Background Vitamin D insufficiency seems to predispose to hypertension, metabolic syndrome and heart failure in general population. A low 25(OH)D serum concentration was associated with lower physical activity level and depression in older people. There is limited data about such associations in patients with rheumatic diseases.

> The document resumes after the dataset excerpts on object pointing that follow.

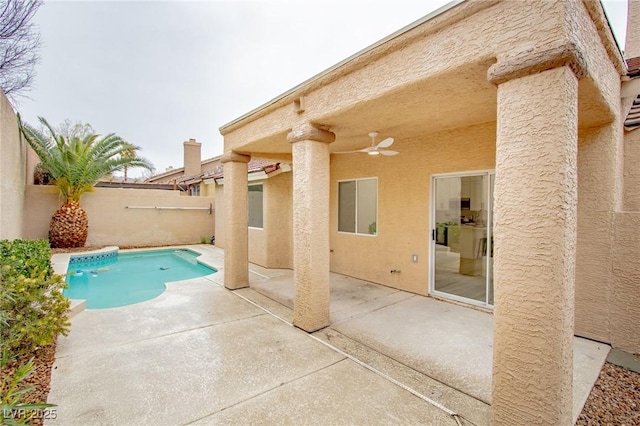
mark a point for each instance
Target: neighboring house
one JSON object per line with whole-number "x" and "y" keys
{"x": 514, "y": 190}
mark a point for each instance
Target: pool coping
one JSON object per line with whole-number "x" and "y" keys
{"x": 60, "y": 263}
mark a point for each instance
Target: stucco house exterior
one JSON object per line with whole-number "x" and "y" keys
{"x": 514, "y": 189}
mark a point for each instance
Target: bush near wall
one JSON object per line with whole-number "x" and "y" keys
{"x": 33, "y": 311}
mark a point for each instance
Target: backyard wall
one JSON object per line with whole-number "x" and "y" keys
{"x": 13, "y": 154}
{"x": 404, "y": 195}
{"x": 111, "y": 223}
{"x": 272, "y": 246}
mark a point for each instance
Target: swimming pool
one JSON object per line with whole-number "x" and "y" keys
{"x": 109, "y": 280}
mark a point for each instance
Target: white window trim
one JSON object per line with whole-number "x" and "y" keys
{"x": 377, "y": 207}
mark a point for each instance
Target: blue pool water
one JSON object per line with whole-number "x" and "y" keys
{"x": 111, "y": 281}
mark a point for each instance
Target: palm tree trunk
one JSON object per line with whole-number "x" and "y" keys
{"x": 69, "y": 226}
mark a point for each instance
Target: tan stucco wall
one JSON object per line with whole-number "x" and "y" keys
{"x": 271, "y": 247}
{"x": 632, "y": 171}
{"x": 403, "y": 203}
{"x": 13, "y": 156}
{"x": 111, "y": 223}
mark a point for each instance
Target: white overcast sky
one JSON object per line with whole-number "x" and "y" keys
{"x": 159, "y": 73}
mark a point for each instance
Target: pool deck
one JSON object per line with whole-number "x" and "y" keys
{"x": 201, "y": 354}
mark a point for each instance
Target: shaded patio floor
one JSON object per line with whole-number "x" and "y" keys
{"x": 202, "y": 354}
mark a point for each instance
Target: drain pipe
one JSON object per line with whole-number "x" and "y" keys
{"x": 412, "y": 391}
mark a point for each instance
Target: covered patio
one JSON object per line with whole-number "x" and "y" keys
{"x": 524, "y": 96}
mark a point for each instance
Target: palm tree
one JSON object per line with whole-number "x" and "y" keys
{"x": 76, "y": 162}
{"x": 128, "y": 152}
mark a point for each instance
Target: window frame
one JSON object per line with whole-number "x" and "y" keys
{"x": 356, "y": 180}
{"x": 261, "y": 184}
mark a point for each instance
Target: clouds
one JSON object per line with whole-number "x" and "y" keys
{"x": 159, "y": 73}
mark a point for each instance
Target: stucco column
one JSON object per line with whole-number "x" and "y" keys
{"x": 311, "y": 226}
{"x": 535, "y": 236}
{"x": 236, "y": 248}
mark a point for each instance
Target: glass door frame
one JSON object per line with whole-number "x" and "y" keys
{"x": 490, "y": 176}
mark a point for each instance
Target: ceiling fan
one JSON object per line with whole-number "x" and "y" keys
{"x": 375, "y": 149}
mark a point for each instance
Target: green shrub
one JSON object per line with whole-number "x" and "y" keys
{"x": 33, "y": 311}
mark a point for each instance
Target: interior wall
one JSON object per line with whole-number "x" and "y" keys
{"x": 112, "y": 223}
{"x": 13, "y": 161}
{"x": 403, "y": 227}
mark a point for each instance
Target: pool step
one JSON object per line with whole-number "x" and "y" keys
{"x": 76, "y": 306}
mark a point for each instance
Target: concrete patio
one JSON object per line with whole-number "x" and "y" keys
{"x": 201, "y": 354}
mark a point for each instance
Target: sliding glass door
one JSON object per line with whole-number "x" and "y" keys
{"x": 461, "y": 246}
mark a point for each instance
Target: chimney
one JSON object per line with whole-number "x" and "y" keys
{"x": 632, "y": 44}
{"x": 192, "y": 160}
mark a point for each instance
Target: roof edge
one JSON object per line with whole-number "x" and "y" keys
{"x": 603, "y": 26}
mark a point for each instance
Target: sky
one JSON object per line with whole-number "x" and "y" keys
{"x": 158, "y": 73}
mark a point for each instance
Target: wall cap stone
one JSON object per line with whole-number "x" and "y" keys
{"x": 309, "y": 132}
{"x": 235, "y": 157}
{"x": 535, "y": 61}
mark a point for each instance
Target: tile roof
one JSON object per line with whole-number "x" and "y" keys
{"x": 252, "y": 166}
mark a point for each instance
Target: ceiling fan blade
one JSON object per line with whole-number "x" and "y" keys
{"x": 386, "y": 143}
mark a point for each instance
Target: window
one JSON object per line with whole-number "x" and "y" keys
{"x": 255, "y": 206}
{"x": 358, "y": 206}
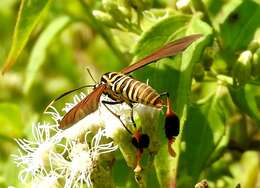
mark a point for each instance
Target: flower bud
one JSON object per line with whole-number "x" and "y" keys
{"x": 113, "y": 9}
{"x": 208, "y": 56}
{"x": 198, "y": 72}
{"x": 256, "y": 63}
{"x": 254, "y": 45}
{"x": 242, "y": 68}
{"x": 183, "y": 4}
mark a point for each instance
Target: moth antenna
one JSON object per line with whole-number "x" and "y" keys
{"x": 66, "y": 93}
{"x": 91, "y": 76}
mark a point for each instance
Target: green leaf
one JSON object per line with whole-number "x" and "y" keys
{"x": 38, "y": 54}
{"x": 246, "y": 100}
{"x": 29, "y": 15}
{"x": 10, "y": 120}
{"x": 173, "y": 75}
{"x": 240, "y": 26}
{"x": 202, "y": 133}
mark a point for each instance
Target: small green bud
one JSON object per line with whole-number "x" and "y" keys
{"x": 109, "y": 4}
{"x": 242, "y": 68}
{"x": 254, "y": 45}
{"x": 104, "y": 18}
{"x": 198, "y": 72}
{"x": 208, "y": 56}
{"x": 183, "y": 5}
{"x": 256, "y": 63}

Objectives The aim of the study was to estimate the prevalence of vitamin D deficiency in inflammatory and noninflammatory rheumatic disorders and to assess the correlation between 25-hydroxyvitamin D (25(OH)D) serum concentration and hypertension, diabetes, coronary heart disease, hypercholesterolemia, physical activity and quality of life.
Methods 242 consecutive patients (161 with rheumatoid arthritis (RA), 33 with osteoarthritis (OA), 21 with systemic lupus erythematosus (SLE) and 27 with fibromyalgia (FM)) were included in the study.The patients completed Short Form 36 Health Survey (SF-36), HAQ disability index and Beck Depression Inventory and the self-assessment questionnaire about daily physical activity and sun exposure. Body mass index (BMI), serum 25(OH)D, calcium, phosphorus, creatinine and total cholesterol concentration have been measured in all patients. Disease Activity Score (DAS28) was used to evaluate disease activity in RA patients.

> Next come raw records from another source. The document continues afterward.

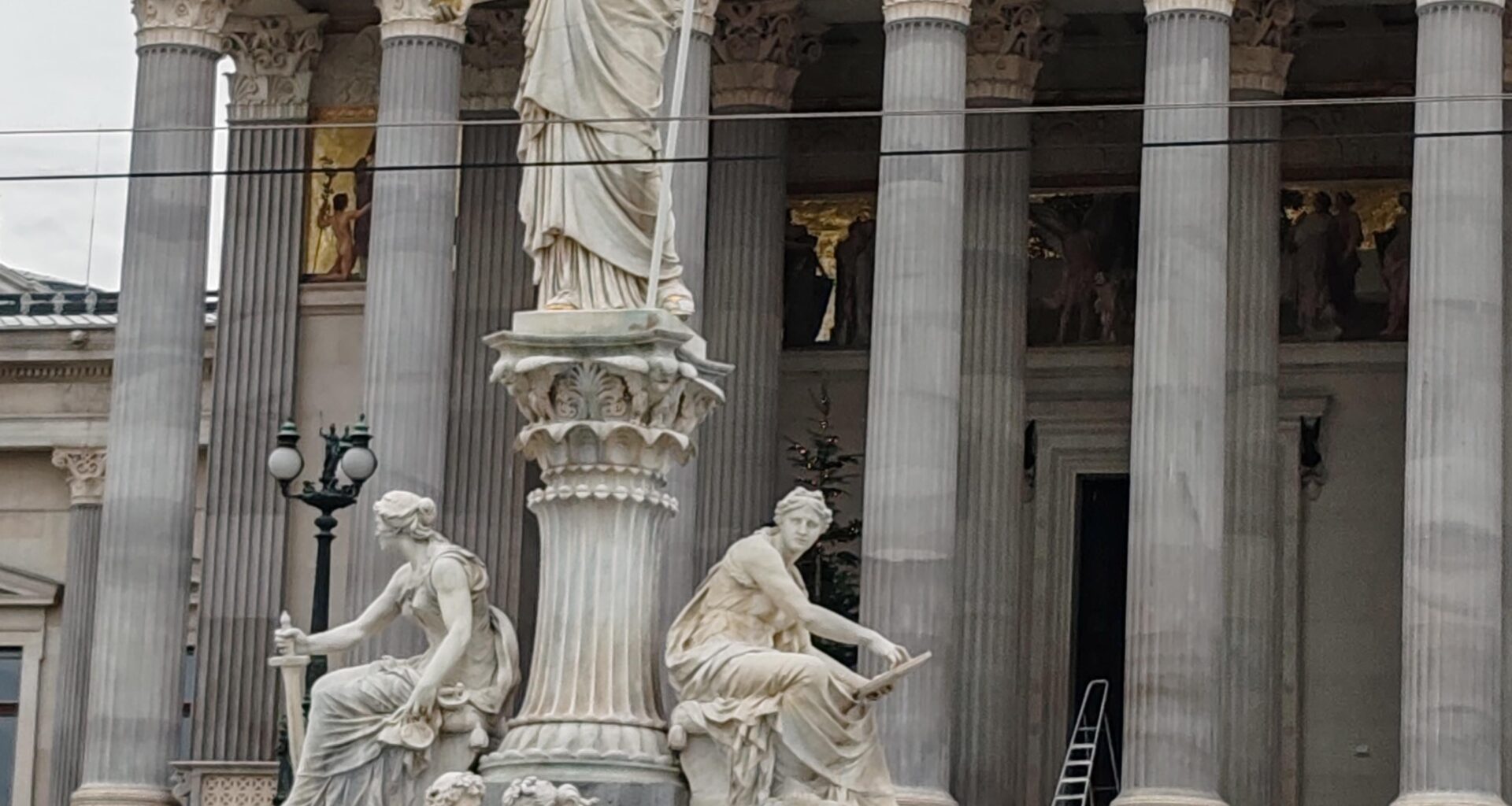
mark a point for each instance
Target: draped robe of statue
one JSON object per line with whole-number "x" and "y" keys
{"x": 590, "y": 188}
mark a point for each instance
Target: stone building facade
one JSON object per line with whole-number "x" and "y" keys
{"x": 1133, "y": 403}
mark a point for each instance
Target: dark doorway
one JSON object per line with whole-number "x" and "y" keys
{"x": 1102, "y": 551}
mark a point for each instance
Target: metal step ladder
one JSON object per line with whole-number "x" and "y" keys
{"x": 1091, "y": 730}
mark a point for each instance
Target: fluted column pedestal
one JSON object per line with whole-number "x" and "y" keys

Results Vitamin D deficiency was found in 71.9% of all examined patients and the prevalence was similar in examined groups. We have found no correlation between age, sex, BMI, disease duration, the history of coronary heart disease, diabetes and hypertension and vitamin D deficiency. RA patients with hypertension and/or coronary heart disease had lower vitamin D concentration but the difference was not significant. In all examined groups, except fibromyalgia, the patients who declared regular physical activity had significantly higher serum vitamin D concentration than patients who exercised less frequently or not exercised at all (p=0,00003). Higher serum cholesterol concentration was observed in vitamin D deficient patients, but after exclusion of cases on glicocorticosteroid treatment the difference became insignificant (p=0.06).In RA patients there was a weak inverse correlation between serum vitamin concentration and DAS28, physical domains of SF-36 and HAQ. There was no correlation between vitamin D concentration and other indices of life quality, disability, pain and depression.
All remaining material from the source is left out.